Outra proposta diz respeito à natureza da relação entre quem dá e quem recebe. AOCDE considera que “devem ser evitados” sistemas que isentam de imposto as doações que têm por beneficiários familiares diretos, mas que depois tributam de maneira mais “pesada” as que se destinam a familiares mais distantes (evitando também assim a concentração de riqueza por aqueles que são mais próximos dos doadores).

E em Portugal? A ideia da OCDE poderá ser uma boa opção para ajudar a pagar a crise. Mas em Portugal não seria uma ajuda assim tão grande. A não ser que as taxas sejam mudadas. Isto porque, no nosso país, as heranças são tributadas em Imposto de Selo (IS) apenas para os herdeiros que não os legitimatários. Ou seja, filhos, cônjuges (ou união de facto), avós, filhos e netos. Os restantes são obrigados a pagar uma taxa de 10% de Imposto de Selo.

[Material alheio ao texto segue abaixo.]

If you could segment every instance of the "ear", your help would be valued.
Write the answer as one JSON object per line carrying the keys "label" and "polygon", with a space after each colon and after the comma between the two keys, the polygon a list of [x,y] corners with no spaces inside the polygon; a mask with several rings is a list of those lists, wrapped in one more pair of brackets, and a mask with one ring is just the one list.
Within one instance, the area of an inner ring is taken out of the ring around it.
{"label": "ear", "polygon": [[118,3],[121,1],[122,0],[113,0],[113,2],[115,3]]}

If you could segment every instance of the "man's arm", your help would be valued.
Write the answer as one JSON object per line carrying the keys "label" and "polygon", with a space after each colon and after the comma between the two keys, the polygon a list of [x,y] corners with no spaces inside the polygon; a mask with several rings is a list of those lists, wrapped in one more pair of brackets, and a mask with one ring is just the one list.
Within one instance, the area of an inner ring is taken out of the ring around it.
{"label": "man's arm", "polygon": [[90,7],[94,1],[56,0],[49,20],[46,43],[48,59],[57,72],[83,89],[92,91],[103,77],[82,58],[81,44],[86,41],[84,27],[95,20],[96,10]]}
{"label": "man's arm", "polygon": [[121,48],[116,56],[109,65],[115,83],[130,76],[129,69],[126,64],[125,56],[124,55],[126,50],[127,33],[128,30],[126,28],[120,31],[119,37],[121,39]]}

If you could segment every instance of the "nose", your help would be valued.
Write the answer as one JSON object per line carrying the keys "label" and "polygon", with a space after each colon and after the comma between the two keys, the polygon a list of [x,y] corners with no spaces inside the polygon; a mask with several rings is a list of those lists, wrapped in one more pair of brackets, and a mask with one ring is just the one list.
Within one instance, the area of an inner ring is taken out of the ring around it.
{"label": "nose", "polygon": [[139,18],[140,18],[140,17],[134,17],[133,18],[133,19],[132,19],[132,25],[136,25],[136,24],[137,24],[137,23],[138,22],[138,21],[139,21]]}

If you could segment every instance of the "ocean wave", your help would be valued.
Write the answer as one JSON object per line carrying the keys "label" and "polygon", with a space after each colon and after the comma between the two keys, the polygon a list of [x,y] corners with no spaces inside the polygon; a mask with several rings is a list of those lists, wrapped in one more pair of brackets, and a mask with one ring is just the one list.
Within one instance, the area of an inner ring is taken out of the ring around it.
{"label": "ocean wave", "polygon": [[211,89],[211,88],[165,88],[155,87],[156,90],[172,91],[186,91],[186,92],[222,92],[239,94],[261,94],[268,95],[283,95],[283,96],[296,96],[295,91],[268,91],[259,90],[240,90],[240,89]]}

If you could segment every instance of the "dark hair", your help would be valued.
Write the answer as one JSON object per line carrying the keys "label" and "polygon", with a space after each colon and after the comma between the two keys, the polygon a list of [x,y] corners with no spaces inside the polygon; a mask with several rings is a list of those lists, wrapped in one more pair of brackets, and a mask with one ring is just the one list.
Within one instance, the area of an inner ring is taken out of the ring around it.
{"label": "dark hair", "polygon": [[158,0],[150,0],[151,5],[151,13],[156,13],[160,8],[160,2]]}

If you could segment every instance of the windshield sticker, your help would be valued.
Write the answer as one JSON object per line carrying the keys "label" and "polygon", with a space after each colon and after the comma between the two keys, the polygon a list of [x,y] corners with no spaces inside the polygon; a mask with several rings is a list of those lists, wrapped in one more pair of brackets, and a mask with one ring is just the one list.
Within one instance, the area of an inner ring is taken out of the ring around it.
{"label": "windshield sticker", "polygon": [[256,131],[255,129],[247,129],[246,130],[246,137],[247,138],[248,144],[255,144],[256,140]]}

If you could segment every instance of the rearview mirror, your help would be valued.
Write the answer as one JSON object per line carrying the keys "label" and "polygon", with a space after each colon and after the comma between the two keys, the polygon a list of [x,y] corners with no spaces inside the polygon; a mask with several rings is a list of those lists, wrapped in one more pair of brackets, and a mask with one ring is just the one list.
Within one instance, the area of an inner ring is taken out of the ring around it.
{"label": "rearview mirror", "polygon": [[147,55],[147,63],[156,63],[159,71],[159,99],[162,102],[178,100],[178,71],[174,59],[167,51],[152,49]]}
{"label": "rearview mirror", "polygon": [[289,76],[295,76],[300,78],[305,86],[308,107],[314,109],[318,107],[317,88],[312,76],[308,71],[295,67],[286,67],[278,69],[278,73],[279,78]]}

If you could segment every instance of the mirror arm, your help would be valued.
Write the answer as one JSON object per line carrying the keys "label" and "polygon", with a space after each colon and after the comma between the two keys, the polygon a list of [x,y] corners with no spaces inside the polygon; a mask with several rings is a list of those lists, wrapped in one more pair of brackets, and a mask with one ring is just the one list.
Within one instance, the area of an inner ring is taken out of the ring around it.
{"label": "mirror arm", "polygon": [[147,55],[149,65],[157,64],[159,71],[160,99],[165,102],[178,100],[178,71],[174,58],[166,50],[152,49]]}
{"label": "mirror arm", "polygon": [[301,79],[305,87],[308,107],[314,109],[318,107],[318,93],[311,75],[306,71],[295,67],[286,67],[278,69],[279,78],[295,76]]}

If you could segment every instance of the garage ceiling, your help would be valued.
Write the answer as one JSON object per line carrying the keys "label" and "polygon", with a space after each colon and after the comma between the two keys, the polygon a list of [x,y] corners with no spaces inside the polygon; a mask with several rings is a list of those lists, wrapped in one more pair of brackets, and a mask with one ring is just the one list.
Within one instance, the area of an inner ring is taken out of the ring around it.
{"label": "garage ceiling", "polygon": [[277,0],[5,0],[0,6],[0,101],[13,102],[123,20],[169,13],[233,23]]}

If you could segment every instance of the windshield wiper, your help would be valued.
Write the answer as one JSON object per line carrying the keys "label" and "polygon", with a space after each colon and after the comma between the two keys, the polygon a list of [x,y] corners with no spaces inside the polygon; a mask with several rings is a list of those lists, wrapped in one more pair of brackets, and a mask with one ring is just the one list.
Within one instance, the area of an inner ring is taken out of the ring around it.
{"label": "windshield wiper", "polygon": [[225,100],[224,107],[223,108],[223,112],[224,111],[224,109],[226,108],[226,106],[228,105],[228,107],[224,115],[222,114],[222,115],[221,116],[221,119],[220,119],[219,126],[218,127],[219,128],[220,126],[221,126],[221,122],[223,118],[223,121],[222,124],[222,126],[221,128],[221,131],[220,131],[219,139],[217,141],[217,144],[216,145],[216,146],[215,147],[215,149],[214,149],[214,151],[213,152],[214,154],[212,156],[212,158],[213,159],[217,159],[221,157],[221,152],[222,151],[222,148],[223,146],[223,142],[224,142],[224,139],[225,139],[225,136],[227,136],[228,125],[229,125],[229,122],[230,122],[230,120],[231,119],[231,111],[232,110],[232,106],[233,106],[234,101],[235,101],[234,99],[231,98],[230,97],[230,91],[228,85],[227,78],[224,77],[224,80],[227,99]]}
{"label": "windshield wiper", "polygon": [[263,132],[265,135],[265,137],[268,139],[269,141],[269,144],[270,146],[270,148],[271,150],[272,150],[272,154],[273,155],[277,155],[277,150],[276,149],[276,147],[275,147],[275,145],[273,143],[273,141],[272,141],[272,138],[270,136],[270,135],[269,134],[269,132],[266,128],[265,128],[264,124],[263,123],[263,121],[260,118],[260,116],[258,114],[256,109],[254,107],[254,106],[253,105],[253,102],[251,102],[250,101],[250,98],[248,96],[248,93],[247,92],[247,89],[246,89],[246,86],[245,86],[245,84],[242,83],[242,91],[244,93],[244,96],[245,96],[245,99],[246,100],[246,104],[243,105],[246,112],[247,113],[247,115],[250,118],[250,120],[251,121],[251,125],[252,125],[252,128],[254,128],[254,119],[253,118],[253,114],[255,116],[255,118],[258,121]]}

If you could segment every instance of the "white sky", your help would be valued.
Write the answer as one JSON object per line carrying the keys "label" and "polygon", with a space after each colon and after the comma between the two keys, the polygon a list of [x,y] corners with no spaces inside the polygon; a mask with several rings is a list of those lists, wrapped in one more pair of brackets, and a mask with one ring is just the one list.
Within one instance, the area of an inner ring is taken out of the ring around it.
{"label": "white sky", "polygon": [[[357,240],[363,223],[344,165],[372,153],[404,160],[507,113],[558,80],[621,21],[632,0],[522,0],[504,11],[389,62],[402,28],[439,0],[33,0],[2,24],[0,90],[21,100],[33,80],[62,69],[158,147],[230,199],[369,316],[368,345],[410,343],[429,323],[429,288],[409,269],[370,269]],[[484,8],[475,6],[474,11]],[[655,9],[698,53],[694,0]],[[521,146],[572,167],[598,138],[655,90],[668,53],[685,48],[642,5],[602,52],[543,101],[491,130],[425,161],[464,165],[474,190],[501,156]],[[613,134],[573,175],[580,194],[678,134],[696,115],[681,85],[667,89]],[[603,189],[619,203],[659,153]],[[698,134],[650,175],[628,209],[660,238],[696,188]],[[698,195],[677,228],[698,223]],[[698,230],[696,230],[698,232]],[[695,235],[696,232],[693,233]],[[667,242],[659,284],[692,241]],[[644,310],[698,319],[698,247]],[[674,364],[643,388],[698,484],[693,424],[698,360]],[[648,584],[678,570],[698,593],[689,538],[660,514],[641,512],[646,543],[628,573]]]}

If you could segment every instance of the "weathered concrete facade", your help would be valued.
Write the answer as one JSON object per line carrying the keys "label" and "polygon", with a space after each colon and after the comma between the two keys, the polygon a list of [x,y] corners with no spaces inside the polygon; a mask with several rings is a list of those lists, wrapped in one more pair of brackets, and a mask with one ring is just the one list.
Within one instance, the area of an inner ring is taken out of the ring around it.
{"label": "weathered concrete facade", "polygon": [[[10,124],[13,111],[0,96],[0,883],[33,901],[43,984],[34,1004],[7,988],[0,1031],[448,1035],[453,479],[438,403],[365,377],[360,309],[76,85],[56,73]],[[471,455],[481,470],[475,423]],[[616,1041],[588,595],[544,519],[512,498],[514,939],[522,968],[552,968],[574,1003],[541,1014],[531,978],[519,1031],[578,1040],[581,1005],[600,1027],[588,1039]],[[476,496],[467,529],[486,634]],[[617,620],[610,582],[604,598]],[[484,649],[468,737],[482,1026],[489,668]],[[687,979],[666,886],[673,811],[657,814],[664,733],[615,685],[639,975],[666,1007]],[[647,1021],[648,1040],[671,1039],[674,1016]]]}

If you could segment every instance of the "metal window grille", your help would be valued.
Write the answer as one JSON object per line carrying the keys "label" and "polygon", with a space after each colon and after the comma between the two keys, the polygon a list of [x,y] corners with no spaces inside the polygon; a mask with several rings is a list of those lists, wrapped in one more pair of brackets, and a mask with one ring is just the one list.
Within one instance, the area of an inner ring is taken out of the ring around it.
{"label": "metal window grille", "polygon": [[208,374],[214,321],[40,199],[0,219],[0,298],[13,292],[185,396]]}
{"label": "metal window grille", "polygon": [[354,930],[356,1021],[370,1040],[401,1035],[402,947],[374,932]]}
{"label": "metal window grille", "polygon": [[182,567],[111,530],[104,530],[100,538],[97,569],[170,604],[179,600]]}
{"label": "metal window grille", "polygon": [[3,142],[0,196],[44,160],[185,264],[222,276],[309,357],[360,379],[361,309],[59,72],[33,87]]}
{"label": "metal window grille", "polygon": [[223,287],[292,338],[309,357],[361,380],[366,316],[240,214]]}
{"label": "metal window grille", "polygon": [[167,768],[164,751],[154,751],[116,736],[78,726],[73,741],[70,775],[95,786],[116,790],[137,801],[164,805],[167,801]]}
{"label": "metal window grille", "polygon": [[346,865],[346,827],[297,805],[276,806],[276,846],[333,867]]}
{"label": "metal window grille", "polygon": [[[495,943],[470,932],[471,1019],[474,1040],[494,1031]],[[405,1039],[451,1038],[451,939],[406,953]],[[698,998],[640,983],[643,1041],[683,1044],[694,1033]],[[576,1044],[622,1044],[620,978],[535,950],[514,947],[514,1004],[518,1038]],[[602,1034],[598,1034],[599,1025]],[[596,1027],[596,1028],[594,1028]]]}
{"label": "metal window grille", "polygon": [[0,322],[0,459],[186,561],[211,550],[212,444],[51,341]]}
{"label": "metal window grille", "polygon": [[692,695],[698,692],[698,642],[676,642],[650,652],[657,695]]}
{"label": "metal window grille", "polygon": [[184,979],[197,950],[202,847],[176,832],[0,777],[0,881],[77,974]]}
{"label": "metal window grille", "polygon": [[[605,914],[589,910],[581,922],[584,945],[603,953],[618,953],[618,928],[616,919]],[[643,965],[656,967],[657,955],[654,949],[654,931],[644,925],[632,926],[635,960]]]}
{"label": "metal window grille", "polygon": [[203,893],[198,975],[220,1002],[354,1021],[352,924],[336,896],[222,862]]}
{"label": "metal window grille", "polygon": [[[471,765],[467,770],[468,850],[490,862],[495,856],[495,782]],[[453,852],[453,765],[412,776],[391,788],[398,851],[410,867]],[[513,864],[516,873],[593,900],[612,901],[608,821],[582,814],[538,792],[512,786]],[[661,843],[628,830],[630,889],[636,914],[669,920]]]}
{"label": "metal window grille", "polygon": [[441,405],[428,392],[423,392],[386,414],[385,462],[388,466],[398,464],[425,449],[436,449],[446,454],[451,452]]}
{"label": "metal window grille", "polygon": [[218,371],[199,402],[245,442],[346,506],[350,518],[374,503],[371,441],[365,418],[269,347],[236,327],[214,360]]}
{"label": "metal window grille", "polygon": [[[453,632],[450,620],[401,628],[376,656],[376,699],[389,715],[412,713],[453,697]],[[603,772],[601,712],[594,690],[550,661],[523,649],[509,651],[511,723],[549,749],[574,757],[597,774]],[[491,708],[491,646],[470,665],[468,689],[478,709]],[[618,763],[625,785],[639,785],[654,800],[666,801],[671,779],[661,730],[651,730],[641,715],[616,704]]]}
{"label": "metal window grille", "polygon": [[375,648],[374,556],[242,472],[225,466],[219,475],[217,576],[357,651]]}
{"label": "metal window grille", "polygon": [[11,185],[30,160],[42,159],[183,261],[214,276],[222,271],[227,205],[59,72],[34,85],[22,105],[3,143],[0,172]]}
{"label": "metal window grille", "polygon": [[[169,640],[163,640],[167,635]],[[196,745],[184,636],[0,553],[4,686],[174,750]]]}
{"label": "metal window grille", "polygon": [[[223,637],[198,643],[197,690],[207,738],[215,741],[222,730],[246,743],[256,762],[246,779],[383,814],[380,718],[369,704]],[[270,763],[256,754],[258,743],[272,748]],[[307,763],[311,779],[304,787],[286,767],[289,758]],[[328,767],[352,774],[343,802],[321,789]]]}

Assim, entre os 27 países analisados pela OCDE, Portugal aparece na lista daqueles cuja receita fiscal resultante da herança é nula. “Vinte países arrecadam menos de 0,25% na tributação total dos impostos sobre herança, propriedades e doações, e a receita é zero em oito países (Austrália, Estónia, Israel, México, Nova Zelândia, Portugal, República Eslovaca e Suécia)”, lê-se no relatório. 

Mas há mais: Portugal está também entre os países da OCDE em que o cônjuge está totalmente isento de imposto. No caso dos filhos, apenas seis países – onde também se inclui Portugal – a isenção de imposto também é total.

No grupo onde Portugal se insere, o valor das heranças aumenta com a riqueza das famílias, diz a OCDE.

O relatório da OCDE não deixa margem para dúvidas: “A riqueza líquida parece estar fracamente ligada às taxas brutas de poupança das famílias. Dois países tiveram taxas de poupança negativas (Grécia e Portugal) e ambos registaram reduções na riqueza líquida, nos preços das habitações e da ações”. 

Ora, diz a OCDE que as famílias de riquezas menores recebem heranças proporcionais, o que significa que são também mais pequenas. As heranças foram maiores em termos relativos para as famílias no segundo quintil de riqueza em Espanha (95,6% da riqueza líquida), Itália (52,4%) e Áustria (48,4%) mas, do lado contrário, foram menores no Luxemburgo (7,4%), Portugal (15,4%) e Letónia (17,2%).

No que diz respeito à parte da população que reportou ter recebido uma herança ou uma doação substancial – em 2015 ou no último ano disponível –, em Portugal pouco mais de 30% tinha reportado.